The GOP front-runner’s solutions — a giant, impregnable wall on the southern border and mass deportation — have gotten plenty of scrutiny. The bipartisan wonk consensus is that they’re unworkable, if not ludicrous and counter to traditional American values. But Clinton’s inequality agenda, while certainly in the public policy mainstream, has big problems, too. Here are the three pillars of her plan — and why they fail:
1. Higher taxes on the rich. Clinton would raise investment tax rates on wealthier Americans, while also closing or reducing tax breaks that mostly benefit those at the top. Now there may be fairness or revenue-raising reasons for such policies. But by themselves, tax hikes are a poor way to reduce inequality. A recent Brookings analysis looked at what would happen if the top tax rate were increased to 50 percent from 40 percent — the highest rate since 1986 — with new revenue going to the bottom fifth of all households. We’re talking about $100 billion a year in income redistribution. Yet the study’s authors found the resulting impact on income inequality, as measured by the Gini coefficient index, to be “exceedingly modest.” Basically a rounding error.
2. Raising the minimum wage. Clinton supports a federal $12 minimum wage and believes “we should go further… through state and local efforts: such as the ‘Fight for 15.'” Many on the left portray minimum wage hikes as “settled science,” hand waving away concerns about negative job impacts. They shouldn’t. For instance, new research by University of California, San Diego economist Jeffrey Clemens finds minimum wage increases from 2006 through 2012 had “significant, negative effects on low-skilled workers’ employment.” Likewise, a new analysis released by the San Francisco Federal Reserve finds “few of the benefits” from a higher minimum wage “are likely to flow to poor families, and some go to quite high-income families.” And in a recent op-ed, former Obama White House economist Alan Krueger concludes $15 an hour is beyond international experience, and could well be counterproductive.
3. Universal pre-school. Clinton wants “every 4-year-old in America [to have] access to high-quality preschool in the next 10 years.” But the value of pre-kindergarten is another issue that’s far from settled, even though media coverage typically treats it as such. For example, a recent study on Tennessee’s preschool program for low income families failed to find “any sustained effects, either in social and emotional development or achievement.” Indeed, the kids who attended preschool fared worse academically by third grade than those who didn’t.

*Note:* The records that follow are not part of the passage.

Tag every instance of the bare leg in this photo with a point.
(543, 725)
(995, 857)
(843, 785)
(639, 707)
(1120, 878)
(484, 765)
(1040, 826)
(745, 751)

One reason the research is so compelling is that it looks at pre-K as it operates in the real world.
The U.S. needs to reform its immigration system intelligently. And America’s changing economy may be less adept at providing shared prosperity than in the past. But the solutions need to be data-driven and evidence based.
More importantly, the top economic issue facing America is weak economic growth. The latest data suggest the U.S. remains a 2 percent economy, as it has throughout the recovery. Not only is that pace of growth weak by postwar standards, it puts the economy at a chronically higher risk of recession. Indeed, the recent stock market selloff partially reflects investor fears than a Chinese slowdown may be enough to trigger a U.S. downturn.
And if that happens, voters may wonder why the presidential candidates have been talking about the wrong thing for the past year.